A pobreza infantil pode ter impactos duradouros na saúde, no desenvolvimento cognitivo e nas oportunidades da criança. “A pobreza infantil é importante, porque se nós endereçarmos esses primeiros anos essa pobreza pode se perpetuar e os impactos podem ser duradouros para crianças e adolescentes. Então é importante entender que a pobreza afeta mais as crianças e adolescentes porque está justamente em um momento de desenvolvimento. Qualquer direito que não seja garantido na idade certa pode ter consequências a médio e longo prazo para o desenvolvimento das crianças”, explica Chopitea.

A longo prazo, esses efeitos também podem ser sentidos na economia do país. “Se tivermos crianças que não estão devidamente desenvolvidas e apoiadas, naturalmente vamos ter menos adultos que possam contribuir economicamente para o país. Então é importante colocar como prioridade as políticas endereçadas a acesso aos direitos das crianças e adolescentes na idade certa”, complementa.

No período analisado, entre 2017 e 2023, o percentual de crianças e adolescentes de 0 a 17 anos privados de renda caiu de 25,4% em 2017 para 19,1% em 2023. O percentual de crianças sem acesso à informação caiu de 17,5% para 3,5%. 

Dentre as dimensões avaliadas, no acesso a água a queda foi de 6,8% para 5,4%. Na dimensão de saneamento, o percentual caiu de 42,3% para 38%. Eram 13,2% crianças e adolescentes sem acesso adequado a moradia em 2017, caindo para 11,2% em 2023. 

Trabalho infantil e educação 

Já o percentual de crianças e adolescentes em trabalho infantil ficou estável, passando de 3,5% em 2017 para 3,4% em 2023. Em relação à educação, o estudo analisou as privações de acesso à escola na idade certa e alfabetização. Olhando apenas a dimensão de alfabetização, cerca de 30% das crianças de 8 anos não estavam alfabetizadas em 2023. 

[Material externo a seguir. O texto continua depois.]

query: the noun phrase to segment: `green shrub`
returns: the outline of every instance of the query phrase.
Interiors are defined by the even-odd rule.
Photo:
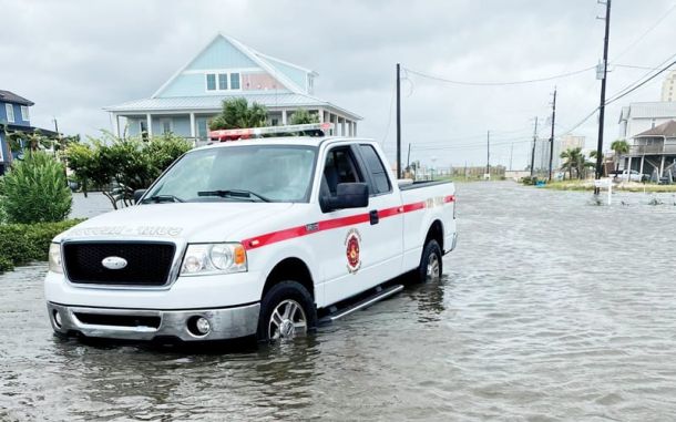
[[[27,154],[12,165],[3,184],[9,223],[61,222],[71,212],[73,198],[63,165],[48,154]]]
[[[81,219],[59,223],[0,225],[0,272],[17,265],[47,260],[49,245],[61,231],[65,231]]]
[[[90,144],[70,145],[66,156],[83,189],[101,188],[117,209],[120,203],[131,205],[134,191],[148,187],[190,150],[187,141],[172,134],[143,141],[104,132],[101,138],[90,138]]]

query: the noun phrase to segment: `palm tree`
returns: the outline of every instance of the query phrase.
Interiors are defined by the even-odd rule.
[[[615,169],[619,169],[619,157],[622,154],[627,154],[629,152],[629,144],[625,140],[617,140],[611,144],[611,150],[615,152]]]
[[[231,99],[223,101],[221,114],[214,117],[209,127],[219,128],[263,127],[267,121],[267,109],[254,102],[250,106],[246,99]]]
[[[569,178],[573,178],[573,168],[575,168],[575,172],[577,172],[577,177],[580,177],[581,163],[584,163],[585,161],[584,154],[582,154],[582,148],[575,147],[566,150],[561,153],[561,158],[565,159],[562,168],[569,171]]]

De acordo com o estudo, esse é um dos reflexos da pandemia entre os anos de 2020 e 2021, período marcado pelo ensino remoto e pela falta de acesso a recursos educacionais e suporte pedagógico adequados. À época essas crianças, que tinham tinham entre 5 e 6 anos, estavam na alfabetização. Em um recorte racial, as crianças negras tiveram maiores privações em educação, especialmente em relação ao analfabetismo.  

Desigualdades regionais 

Separado por Unidades da Federação, o estudo mostra avanços na grande maioria dos estados. Embora o Norte e Nordeste continuem apresentando os maiores desafios, foram observadas reduções de até 10 pontos percentuais da pobreza multidimensional em alguns estados dessas regiões entre 2017 e 2023.  

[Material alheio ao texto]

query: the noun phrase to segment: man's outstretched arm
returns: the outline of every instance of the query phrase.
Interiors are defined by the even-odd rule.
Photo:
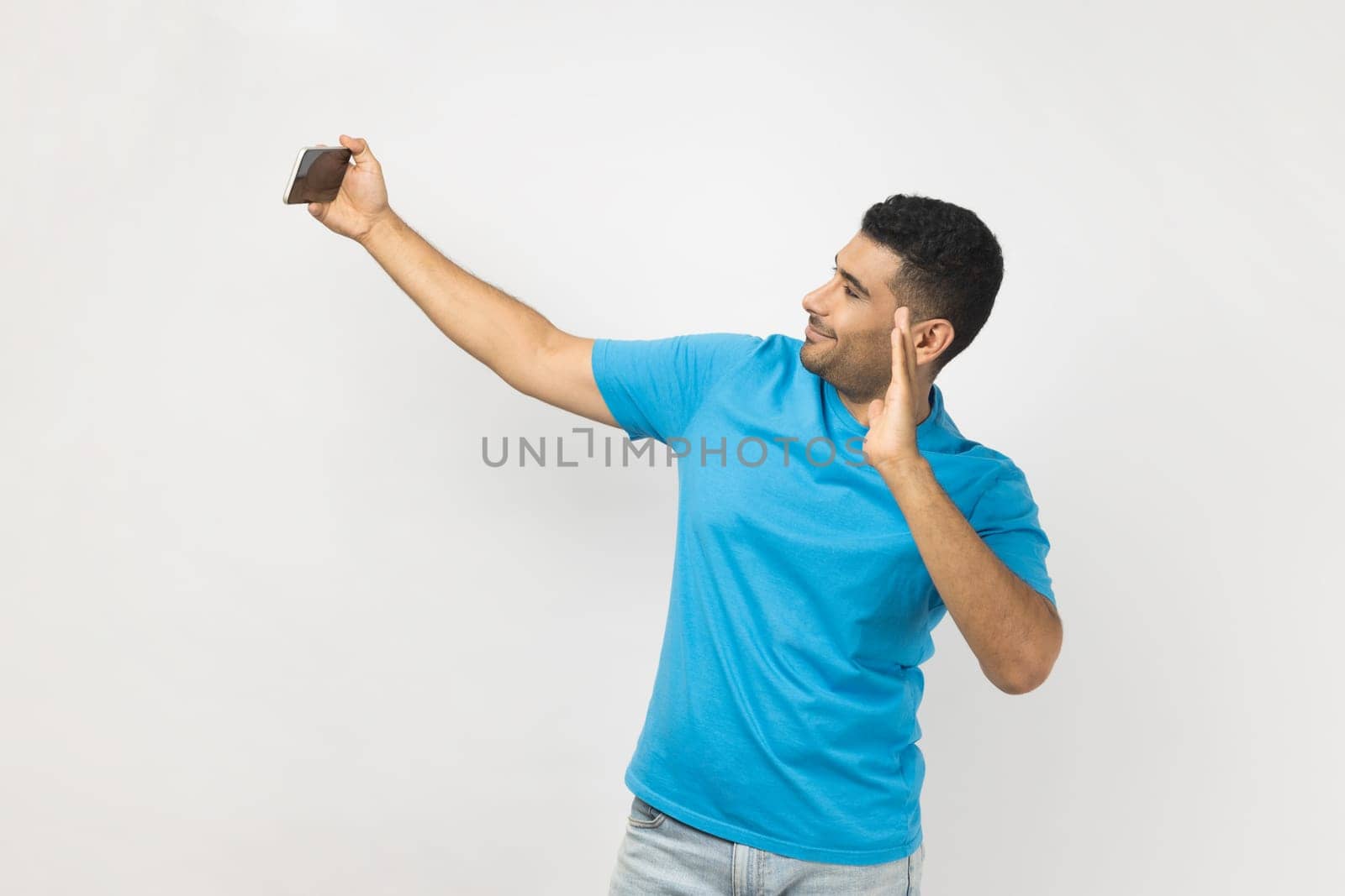
[[[459,267],[389,206],[369,144],[342,134],[355,165],[330,203],[308,211],[363,246],[436,326],[519,392],[616,426],[593,380],[593,340],[558,329],[537,310]]]

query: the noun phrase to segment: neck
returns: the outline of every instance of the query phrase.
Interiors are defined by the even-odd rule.
[[[933,410],[929,407],[929,388],[932,383],[925,383],[923,379],[916,383],[916,426],[920,426],[929,418],[929,412]],[[869,402],[876,398],[886,398],[884,395],[874,395],[873,398],[865,399],[851,399],[849,395],[837,390],[837,395],[841,396],[841,403],[846,406],[850,415],[859,422],[859,426],[869,426]]]

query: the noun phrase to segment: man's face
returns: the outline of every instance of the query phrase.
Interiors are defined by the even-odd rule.
[[[901,258],[862,232],[837,253],[837,271],[803,297],[808,313],[799,360],[854,399],[881,398],[892,380],[892,316],[888,283]]]

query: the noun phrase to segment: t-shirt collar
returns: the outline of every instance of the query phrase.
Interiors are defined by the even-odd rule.
[[[862,426],[859,420],[854,419],[854,414],[850,408],[845,406],[841,400],[841,395],[837,392],[837,387],[831,384],[831,380],[822,380],[823,390],[826,391],[827,408],[831,414],[831,419],[835,420],[841,427],[850,430],[853,433],[865,434],[869,431],[868,426]],[[937,383],[929,384],[929,416],[920,422],[916,427],[916,441],[920,437],[928,437],[928,434],[937,426],[937,418],[943,414],[943,391],[939,388]]]

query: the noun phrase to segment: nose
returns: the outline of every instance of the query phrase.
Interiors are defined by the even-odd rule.
[[[803,310],[814,317],[827,316],[827,287],[818,286],[815,290],[803,297]]]

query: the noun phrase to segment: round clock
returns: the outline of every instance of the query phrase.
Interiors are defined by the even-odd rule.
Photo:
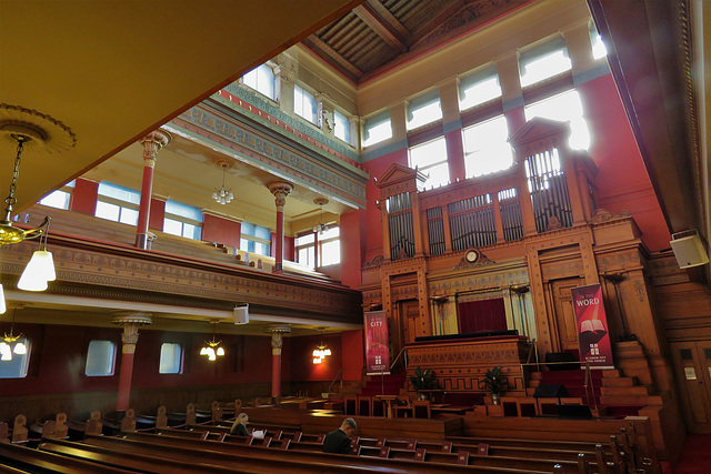
[[[468,250],[467,253],[464,253],[464,259],[467,259],[469,263],[474,263],[479,260],[479,251],[477,249]]]

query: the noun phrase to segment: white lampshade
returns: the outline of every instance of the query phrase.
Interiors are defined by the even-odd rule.
[[[20,281],[18,281],[18,288],[24,291],[44,291],[47,282],[54,280],[57,280],[57,273],[54,272],[52,252],[38,250],[24,268]]]
[[[27,354],[27,345],[24,345],[21,342],[18,342],[17,344],[14,344],[14,349],[12,350],[12,352],[14,352],[18,355],[24,355]]]
[[[0,314],[4,314],[6,311],[8,311],[8,306],[4,304],[4,290],[0,284]]]
[[[12,351],[6,342],[0,342],[0,361],[11,361]]]

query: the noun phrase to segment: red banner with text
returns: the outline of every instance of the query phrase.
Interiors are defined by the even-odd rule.
[[[365,369],[368,375],[390,373],[390,346],[388,345],[388,313],[365,313]]]
[[[572,289],[580,360],[591,369],[613,369],[608,316],[598,284]]]

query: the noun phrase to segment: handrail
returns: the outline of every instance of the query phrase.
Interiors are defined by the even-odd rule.
[[[343,392],[343,369],[339,369],[338,372],[336,373],[336,376],[333,377],[333,381],[331,382],[331,384],[329,385],[329,395],[333,392],[331,392],[331,387],[333,387],[333,384],[336,383],[336,381],[338,380],[338,376],[341,376],[341,392]]]
[[[395,366],[395,363],[398,362],[398,359],[400,359],[400,356],[402,355],[402,353],[404,352],[404,350],[405,350],[405,347],[402,347],[402,349],[400,350],[400,353],[398,354],[398,356],[395,357],[395,360],[394,360],[394,361],[392,361],[392,364],[390,364],[390,370],[392,370],[392,367],[394,367],[394,366]],[[405,363],[404,363],[404,366],[405,366],[405,369],[408,367],[408,362],[407,362],[407,361],[405,361]]]

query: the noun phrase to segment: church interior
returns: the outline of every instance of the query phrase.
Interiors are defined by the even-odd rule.
[[[711,434],[709,10],[1,2],[0,442],[242,406],[448,472],[632,423],[662,472]],[[383,443],[340,467],[425,457]]]

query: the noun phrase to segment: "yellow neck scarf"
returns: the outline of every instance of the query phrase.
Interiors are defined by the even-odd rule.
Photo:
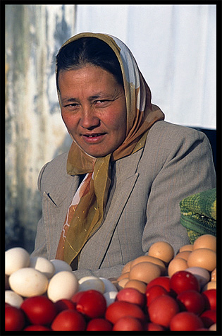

O estudo destaca ainda o impacto geográfico da privação de crianças e adolescentes, os que residem em áreas rurais enfrentam consistentemente níveis muito altos de privação. Em 2023, a taxa geral cai levemente para 95,3%, após ter atingido 96,9% em 2019. Por outro lado, nas áreas urbanas, o percentual de crianças e adolescentes com alguma privação mostra uma tendência de redução mais acentuada, caindo de 55,3% em 2017 para 48,5% em 2023. 

Apesar de as áreas rurais terem significativamente mais crianças e adolescentes com alguma privação em todos as dimensões, saneamento se destaca. Enquanto em áreas urbanas, o percentual com privação de saneamento é de quase 28%, no caso de áreas rurais esse percentual é de quase 92%.  

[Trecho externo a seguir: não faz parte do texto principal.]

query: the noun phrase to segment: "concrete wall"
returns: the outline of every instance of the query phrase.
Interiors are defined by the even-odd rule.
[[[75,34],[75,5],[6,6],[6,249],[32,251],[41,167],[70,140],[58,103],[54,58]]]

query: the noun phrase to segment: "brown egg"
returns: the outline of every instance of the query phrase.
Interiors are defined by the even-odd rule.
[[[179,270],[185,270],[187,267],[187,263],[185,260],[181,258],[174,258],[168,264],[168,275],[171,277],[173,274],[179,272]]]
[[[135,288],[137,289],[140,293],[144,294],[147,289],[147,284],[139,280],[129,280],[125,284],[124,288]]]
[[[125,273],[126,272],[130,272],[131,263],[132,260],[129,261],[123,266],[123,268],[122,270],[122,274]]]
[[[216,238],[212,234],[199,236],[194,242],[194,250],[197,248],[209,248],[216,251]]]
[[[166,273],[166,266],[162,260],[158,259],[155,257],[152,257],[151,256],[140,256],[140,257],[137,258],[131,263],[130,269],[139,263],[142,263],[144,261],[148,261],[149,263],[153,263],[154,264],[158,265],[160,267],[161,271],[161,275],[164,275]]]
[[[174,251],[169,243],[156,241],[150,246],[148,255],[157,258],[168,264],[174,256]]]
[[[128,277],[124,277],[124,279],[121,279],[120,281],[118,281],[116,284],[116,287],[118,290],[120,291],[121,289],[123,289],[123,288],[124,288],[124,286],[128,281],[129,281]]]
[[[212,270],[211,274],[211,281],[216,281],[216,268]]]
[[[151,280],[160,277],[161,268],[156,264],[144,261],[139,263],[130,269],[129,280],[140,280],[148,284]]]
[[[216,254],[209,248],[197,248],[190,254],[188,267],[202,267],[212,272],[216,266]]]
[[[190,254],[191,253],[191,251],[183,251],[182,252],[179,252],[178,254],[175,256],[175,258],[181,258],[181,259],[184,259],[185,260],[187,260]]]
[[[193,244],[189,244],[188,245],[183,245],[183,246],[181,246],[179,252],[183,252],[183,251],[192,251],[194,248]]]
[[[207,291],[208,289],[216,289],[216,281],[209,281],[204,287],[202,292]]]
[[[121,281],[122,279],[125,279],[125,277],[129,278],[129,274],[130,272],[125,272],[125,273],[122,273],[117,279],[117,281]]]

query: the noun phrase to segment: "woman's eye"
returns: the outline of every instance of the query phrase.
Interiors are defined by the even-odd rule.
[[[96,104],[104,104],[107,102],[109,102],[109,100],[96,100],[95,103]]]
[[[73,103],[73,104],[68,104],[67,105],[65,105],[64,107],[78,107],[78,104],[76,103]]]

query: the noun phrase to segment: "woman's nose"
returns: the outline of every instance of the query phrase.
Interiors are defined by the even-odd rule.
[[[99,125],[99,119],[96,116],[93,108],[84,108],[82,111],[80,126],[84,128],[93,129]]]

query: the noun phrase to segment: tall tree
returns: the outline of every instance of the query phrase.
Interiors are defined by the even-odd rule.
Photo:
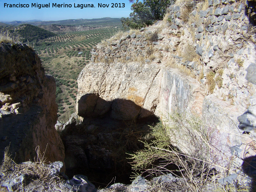
[[[172,0],[129,0],[132,3],[132,11],[130,17],[122,18],[123,26],[125,28],[139,28],[152,25],[156,20],[162,20],[166,8]]]

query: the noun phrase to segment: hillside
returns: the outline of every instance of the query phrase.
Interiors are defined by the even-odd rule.
[[[14,115],[14,109],[23,115],[15,110],[20,107],[16,99],[7,102],[10,97],[18,96],[19,102],[25,104],[50,102],[56,111],[54,77],[62,121],[55,126],[65,148],[65,164],[5,161],[0,188],[255,191],[255,5],[252,0],[177,0],[163,20],[139,30],[111,35],[116,28],[97,29],[40,40],[35,51],[52,76],[50,100],[40,91],[42,78],[36,77],[41,73],[32,71],[36,77],[29,79],[22,78],[22,71],[16,72],[13,65],[9,73],[17,75],[5,73],[5,65],[0,68],[4,77],[0,84],[4,121],[11,118],[6,114]],[[55,27],[59,28],[50,27]],[[18,46],[2,46],[4,54]],[[24,45],[17,51],[26,49]],[[0,60],[6,66],[16,63]],[[36,62],[38,68],[40,62]],[[15,94],[17,86],[21,91]],[[33,97],[26,86],[28,90],[35,87]],[[9,90],[10,96],[5,92]],[[42,112],[36,114],[48,114]],[[23,122],[34,116],[26,115]],[[6,124],[17,120],[6,119]],[[12,127],[6,130],[20,132],[15,131],[20,127]],[[12,140],[20,139],[12,134]],[[10,136],[3,136],[6,144]],[[50,152],[48,155],[55,154]],[[65,174],[60,172],[64,164]],[[43,173],[35,173],[35,167]]]
[[[22,24],[28,24],[33,25],[91,25],[104,24],[106,23],[112,23],[117,24],[121,23],[120,19],[119,18],[110,18],[109,17],[92,19],[68,19],[58,21],[36,21],[31,22],[30,21],[14,21],[10,22],[4,22],[5,23],[14,26],[19,25]]]
[[[39,41],[56,35],[53,33],[28,24],[20,25],[16,30],[25,42],[27,41],[31,42],[36,40]]]

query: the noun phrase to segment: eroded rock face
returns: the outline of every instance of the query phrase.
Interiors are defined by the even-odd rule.
[[[9,152],[19,162],[37,156],[64,162],[64,147],[55,128],[57,107],[54,78],[44,75],[40,59],[25,44],[0,45],[0,158]],[[16,156],[15,154],[16,154]]]
[[[116,119],[152,115],[158,102],[160,70],[157,64],[87,65],[77,79],[77,114],[97,116],[111,109]]]

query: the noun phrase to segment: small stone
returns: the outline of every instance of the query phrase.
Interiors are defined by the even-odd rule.
[[[214,50],[215,51],[219,50],[219,47],[218,47],[218,45],[216,45],[215,46],[214,46],[213,47],[213,50]]]
[[[256,84],[256,63],[251,63],[246,69],[247,74],[245,79],[252,84]]]
[[[196,36],[196,38],[197,39],[200,39],[200,38],[202,37],[202,33],[198,33],[197,35]]]
[[[213,5],[215,6],[220,4],[220,0],[213,0]]]
[[[240,50],[236,52],[236,54],[239,55],[241,55],[243,54],[243,52],[244,51],[244,49],[241,49]]]
[[[221,15],[226,15],[228,13],[228,6],[226,5],[222,10]]]
[[[142,32],[142,31],[144,31],[144,30],[145,30],[145,28],[144,28],[144,27],[143,27],[140,29],[140,31],[141,32]]]
[[[224,19],[224,18],[225,18],[223,16],[220,16],[217,18],[217,21],[219,22],[220,21],[221,21],[222,20]]]
[[[231,184],[238,176],[237,173],[233,173],[229,176],[223,179],[220,179],[218,180],[219,183],[222,185],[226,185],[228,183]]]
[[[235,13],[233,14],[233,19],[237,19],[241,16],[241,14],[240,13]]]
[[[196,50],[196,53],[202,56],[203,52],[204,51],[204,50],[203,49],[203,46],[199,47]]]
[[[131,37],[132,38],[136,38],[136,34],[135,33],[133,33],[132,34],[131,36]]]
[[[158,35],[157,36],[157,39],[159,39],[159,40],[162,40],[164,37],[163,36],[161,35]]]
[[[212,6],[212,0],[208,0],[208,5],[209,7]]]
[[[141,45],[141,43],[140,42],[138,42],[136,44],[136,45]]]
[[[63,166],[63,163],[61,161],[55,161],[48,165],[47,166],[50,169],[49,176],[59,175],[60,169]]]
[[[225,22],[222,26],[222,30],[224,33],[226,32],[228,27],[228,22]]]
[[[212,50],[210,50],[209,52],[208,52],[208,55],[209,57],[209,58],[211,58],[212,56],[214,55],[214,53],[213,53],[213,52]]]
[[[202,10],[200,11],[199,11],[199,17],[200,18],[206,17],[207,13],[208,13],[209,11],[210,10],[206,10],[205,11]]]
[[[197,32],[199,33],[203,32],[204,31],[204,27],[202,25],[199,26],[197,29]]]
[[[4,104],[8,101],[11,101],[12,100],[10,95],[4,94],[0,92],[0,103]]]
[[[12,107],[14,109],[17,109],[19,107],[21,106],[21,104],[20,103],[13,103],[12,105]]]
[[[177,29],[178,27],[177,27],[177,26],[175,25],[175,24],[172,24],[172,25],[171,26],[170,28],[171,29]]]
[[[14,191],[18,188],[21,188],[26,185],[26,178],[24,175],[21,175],[14,179],[3,182],[2,186],[7,188],[9,191]]]
[[[234,54],[233,53],[228,53],[228,55],[230,56],[230,57],[231,58],[233,58],[234,57]]]
[[[230,15],[227,15],[225,17],[226,20],[228,21],[231,20],[231,18],[232,18],[232,16]]]
[[[213,32],[214,31],[214,28],[213,27],[210,27],[208,29],[208,31],[209,32]]]
[[[16,81],[16,77],[14,76],[11,76],[10,77],[10,80],[12,81]]]
[[[67,182],[66,187],[74,191],[94,192],[97,190],[94,185],[88,180],[86,176],[77,175]]]
[[[132,187],[130,189],[132,192],[146,191],[148,187],[145,179],[141,176],[138,176],[132,181]]]
[[[221,10],[220,8],[219,7],[217,8],[216,10],[215,10],[215,12],[214,13],[214,14],[216,16],[219,16],[221,14]]]
[[[196,11],[195,10],[194,10],[193,11],[192,11],[192,12],[191,13],[194,16],[196,16]]]
[[[237,11],[241,13],[244,9],[244,5],[243,4],[241,4],[238,6],[238,8],[237,8]]]
[[[0,117],[8,117],[12,115],[12,113],[9,111],[4,111],[0,109]]]

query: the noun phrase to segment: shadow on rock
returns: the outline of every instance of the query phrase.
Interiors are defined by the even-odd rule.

O resultado reflete as dificuldades contínuas enfrentadas por crianças e adolescentes em áreas rurais, onde o acesso a serviços básicos, educação e infraestrutura é frequentemente limitado, destacando a necessidade de políticas específicas que abordem as necessidades particulares de crianças e adolescentes em comunidades rurais para reduzir essa lacuna de privação.